His voice was more solemn than usual and at times, he paused, reflected, and then spoke again. It was as if he was sharing a melancholy story that he wished he didn’t know and certainly didn’t want to share. We have communicated often since the beginning of the pandemic, but this time, things sounded different. He expressed genuine concern as to how Kathy and I were coping with things in Indiana, as he had heard that there were people still dying from CoViD19 and that unemployment was still escalating. He asked about our family, our health, and if the hospitals here were able to keep up with demand—but then he paused and he became more intentional.
“People here [in Haiti] don’t have a chance,” he said in his native Haitian Creole. “People are sick. People don’t have jobs. People are hungry. People are dying.” Another pause. I asked how he was doing and he said he was fine, but then slowly and deliberately continued with his directed thoughts. “Before this, some of us who have more opportunity could go to the US. Now with the Coronavirus we can’t go. Even if we could go to the US, so many people [Haitians] are scared because we hear that black people are not safe in the US now.”
After a moment of what seemed like reflection, the conversation was quickly directed back to the business of the small hospital where we serve in Haiti. We resumed our conversation but my mind was still superglued to the continued plight of the people in Haiti.

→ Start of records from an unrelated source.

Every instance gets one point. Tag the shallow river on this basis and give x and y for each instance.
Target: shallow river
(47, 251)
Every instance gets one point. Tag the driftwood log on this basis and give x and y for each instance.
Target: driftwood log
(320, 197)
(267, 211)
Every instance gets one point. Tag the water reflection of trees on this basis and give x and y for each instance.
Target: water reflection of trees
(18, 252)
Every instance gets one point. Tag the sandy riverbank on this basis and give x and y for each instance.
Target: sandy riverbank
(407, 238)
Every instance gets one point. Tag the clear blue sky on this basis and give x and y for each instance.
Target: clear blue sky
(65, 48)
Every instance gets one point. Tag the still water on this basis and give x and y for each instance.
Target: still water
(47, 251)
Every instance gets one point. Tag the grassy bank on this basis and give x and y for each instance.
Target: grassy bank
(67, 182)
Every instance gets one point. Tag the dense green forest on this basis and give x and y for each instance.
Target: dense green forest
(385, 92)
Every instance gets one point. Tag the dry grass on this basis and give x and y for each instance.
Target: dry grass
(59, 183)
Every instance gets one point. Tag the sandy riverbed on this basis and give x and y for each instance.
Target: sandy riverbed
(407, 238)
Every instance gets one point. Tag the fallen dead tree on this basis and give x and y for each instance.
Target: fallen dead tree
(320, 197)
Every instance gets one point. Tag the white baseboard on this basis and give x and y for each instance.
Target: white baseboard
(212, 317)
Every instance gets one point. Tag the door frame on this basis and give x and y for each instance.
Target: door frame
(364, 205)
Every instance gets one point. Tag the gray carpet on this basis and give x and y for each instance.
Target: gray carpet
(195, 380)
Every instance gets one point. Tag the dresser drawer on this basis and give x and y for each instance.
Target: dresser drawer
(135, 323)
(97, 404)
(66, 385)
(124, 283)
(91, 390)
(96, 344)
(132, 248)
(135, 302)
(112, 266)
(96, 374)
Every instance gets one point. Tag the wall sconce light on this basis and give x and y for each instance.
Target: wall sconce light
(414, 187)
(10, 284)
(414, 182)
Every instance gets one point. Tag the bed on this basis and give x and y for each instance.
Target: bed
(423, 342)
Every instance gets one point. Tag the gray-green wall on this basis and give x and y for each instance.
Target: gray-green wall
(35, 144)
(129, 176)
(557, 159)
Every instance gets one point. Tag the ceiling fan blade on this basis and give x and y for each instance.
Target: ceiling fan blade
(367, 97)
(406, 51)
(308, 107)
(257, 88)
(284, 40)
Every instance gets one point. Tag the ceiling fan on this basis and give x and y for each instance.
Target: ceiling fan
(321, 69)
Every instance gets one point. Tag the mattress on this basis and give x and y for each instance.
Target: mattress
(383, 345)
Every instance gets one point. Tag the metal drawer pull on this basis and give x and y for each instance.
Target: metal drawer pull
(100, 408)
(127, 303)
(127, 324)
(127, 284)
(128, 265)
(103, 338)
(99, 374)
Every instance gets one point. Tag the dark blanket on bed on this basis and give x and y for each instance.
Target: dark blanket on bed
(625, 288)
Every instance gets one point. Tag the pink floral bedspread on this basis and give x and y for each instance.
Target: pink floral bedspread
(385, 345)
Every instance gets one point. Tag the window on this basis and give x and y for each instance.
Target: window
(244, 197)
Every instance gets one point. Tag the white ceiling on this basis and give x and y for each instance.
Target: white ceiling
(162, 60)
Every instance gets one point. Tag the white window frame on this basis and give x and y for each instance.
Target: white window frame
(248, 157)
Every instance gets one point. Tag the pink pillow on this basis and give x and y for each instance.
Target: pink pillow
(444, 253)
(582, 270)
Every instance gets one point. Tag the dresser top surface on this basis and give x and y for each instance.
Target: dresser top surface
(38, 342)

A tear rolled down my cheek.
For decades, many Haitians have longed for the chance to go to the United States, and bask in the opportunities afforded to the citizens of a country with a better GDP and a good job forecast. While the US can provide a living wage for an immigrated Haitian, the money from employment in the US can also be sent back to family in Haiti to help supply them with basic needs that might not otherwise be available. Now, it seemed from the tone of our conversation, that my friend was not only lamenting the degradation of the economy, health, and livelihood of the Haitian community, but also that another escape from that reality had been blocked. Why wouldn’t he be melancholy? Or sad? Or angry? The hope-killing words and actions were all around him: riots, pandemic, closed borders, hunger, and death; but now another word had been added to the list: prejudice.
I don’t get it. Occasional suffering seems to be an inescapable reality of the human condition, but why do we humans often volitionally add to the suffering equation? It would be easy to dive deep into this dire situation and stay mired in these hopeless thoughts, words, and deeds around us. It would be easy to give up, stay away, and confine ourselves to our own devices. It would be easy to be hopeless.

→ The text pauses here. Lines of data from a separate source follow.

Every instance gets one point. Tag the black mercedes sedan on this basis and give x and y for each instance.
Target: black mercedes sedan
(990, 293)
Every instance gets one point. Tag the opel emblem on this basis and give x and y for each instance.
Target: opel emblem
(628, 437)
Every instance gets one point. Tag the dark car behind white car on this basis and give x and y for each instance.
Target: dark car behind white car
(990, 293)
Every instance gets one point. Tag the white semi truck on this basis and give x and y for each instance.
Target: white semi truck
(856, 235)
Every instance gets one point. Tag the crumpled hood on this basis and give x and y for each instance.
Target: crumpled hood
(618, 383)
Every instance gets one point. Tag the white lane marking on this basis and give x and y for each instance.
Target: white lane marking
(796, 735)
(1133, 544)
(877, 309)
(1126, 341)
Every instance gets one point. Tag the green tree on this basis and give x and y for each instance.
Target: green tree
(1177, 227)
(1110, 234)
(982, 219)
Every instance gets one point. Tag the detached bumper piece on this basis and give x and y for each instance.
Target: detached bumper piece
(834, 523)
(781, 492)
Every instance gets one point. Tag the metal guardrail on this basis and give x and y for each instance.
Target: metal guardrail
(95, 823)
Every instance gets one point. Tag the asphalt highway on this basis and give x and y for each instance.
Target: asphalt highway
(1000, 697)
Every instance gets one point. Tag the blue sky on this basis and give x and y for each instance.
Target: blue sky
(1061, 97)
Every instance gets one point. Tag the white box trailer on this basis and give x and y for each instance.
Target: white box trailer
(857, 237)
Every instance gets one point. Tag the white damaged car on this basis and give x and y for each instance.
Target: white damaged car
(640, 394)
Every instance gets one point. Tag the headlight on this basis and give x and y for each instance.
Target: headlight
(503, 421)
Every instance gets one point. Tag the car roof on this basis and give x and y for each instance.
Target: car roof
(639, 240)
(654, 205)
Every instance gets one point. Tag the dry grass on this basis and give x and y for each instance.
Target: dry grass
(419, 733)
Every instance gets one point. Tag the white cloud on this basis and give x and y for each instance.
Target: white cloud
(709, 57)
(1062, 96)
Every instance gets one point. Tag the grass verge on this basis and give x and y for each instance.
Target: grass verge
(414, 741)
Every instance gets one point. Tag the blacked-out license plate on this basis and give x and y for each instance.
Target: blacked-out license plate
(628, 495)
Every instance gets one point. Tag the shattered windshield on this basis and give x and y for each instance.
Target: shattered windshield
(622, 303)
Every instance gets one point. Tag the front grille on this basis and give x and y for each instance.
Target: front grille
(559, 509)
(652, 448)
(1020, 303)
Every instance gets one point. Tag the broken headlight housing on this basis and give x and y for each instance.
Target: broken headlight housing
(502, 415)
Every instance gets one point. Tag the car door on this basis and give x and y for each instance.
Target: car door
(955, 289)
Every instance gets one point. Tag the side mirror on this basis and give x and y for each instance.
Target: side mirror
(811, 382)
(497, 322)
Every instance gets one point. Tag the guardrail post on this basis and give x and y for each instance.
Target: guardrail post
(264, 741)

As the conversation with my friend continued, we developed our plan to attack the current challenges at the hospital. He changed his melancholy tone as he fell back on the only thing that seems certain: “God knows”. Despite the deepening pit of hopelessness from the world around him and the increasing despair that permeated the landscape of Haiti, there was still a voice of hope that ended our conversation. “God knows.”

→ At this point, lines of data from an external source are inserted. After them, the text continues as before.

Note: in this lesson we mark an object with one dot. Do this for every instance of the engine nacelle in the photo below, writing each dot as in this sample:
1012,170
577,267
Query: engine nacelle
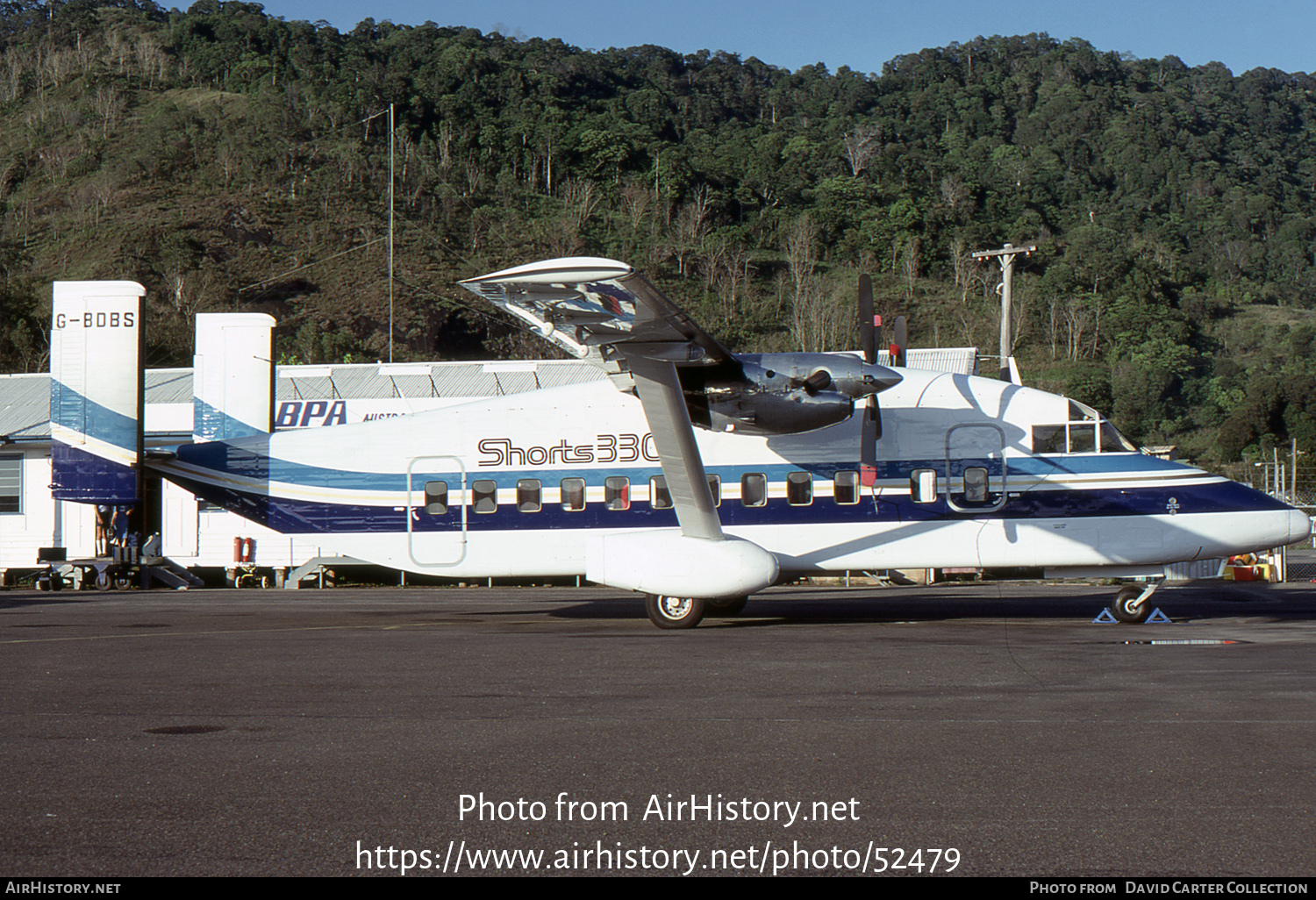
668,562
781,392
778,413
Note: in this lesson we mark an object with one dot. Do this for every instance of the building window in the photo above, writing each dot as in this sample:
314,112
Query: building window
11,484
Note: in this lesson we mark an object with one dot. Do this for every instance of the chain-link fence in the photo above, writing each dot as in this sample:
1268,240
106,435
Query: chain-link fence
1294,486
1278,479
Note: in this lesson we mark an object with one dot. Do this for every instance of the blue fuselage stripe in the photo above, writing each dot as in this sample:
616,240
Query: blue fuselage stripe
300,516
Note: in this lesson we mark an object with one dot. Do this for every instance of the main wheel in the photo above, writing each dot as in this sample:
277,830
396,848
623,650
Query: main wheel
1126,607
728,608
674,612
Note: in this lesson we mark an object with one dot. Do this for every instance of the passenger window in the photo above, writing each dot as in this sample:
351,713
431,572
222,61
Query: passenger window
484,496
436,497
799,489
616,492
845,487
755,489
573,494
976,484
660,497
528,495
923,484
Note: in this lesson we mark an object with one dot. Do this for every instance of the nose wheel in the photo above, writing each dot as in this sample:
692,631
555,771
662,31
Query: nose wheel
1132,603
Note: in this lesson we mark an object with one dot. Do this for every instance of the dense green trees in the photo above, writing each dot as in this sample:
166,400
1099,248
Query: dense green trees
228,160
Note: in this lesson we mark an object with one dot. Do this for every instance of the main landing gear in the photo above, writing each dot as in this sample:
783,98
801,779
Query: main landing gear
669,612
1132,603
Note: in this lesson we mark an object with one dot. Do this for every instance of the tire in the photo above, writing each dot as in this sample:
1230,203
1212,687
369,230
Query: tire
728,608
1126,607
674,612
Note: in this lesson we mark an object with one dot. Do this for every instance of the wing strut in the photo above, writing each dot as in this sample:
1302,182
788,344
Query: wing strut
669,420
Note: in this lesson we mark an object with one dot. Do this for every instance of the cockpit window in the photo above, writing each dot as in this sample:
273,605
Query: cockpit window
1086,432
1112,441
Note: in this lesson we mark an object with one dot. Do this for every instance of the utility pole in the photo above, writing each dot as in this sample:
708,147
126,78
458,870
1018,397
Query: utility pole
390,232
1005,257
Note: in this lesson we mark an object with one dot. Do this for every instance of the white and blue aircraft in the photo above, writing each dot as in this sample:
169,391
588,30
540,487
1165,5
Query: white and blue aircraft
694,475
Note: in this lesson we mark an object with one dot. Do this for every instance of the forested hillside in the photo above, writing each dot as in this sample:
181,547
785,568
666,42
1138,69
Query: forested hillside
228,160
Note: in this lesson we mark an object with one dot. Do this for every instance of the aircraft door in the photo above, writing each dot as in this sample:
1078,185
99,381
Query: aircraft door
976,468
436,511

We ended our discussion and I sat back and reflected upon our exchange. I landed on the hard reality that a pandemic, hunger, economic disparity, rioting, death, and, yes, a resurgence in prejudice seemingly was swallowing our world. I don’t get it. BUT the voice of hope, the voice that breathed all of this into existence still overcomes all of this.
…and that faithfulness and love is what provides a hope that is beyond all of the pain of this world.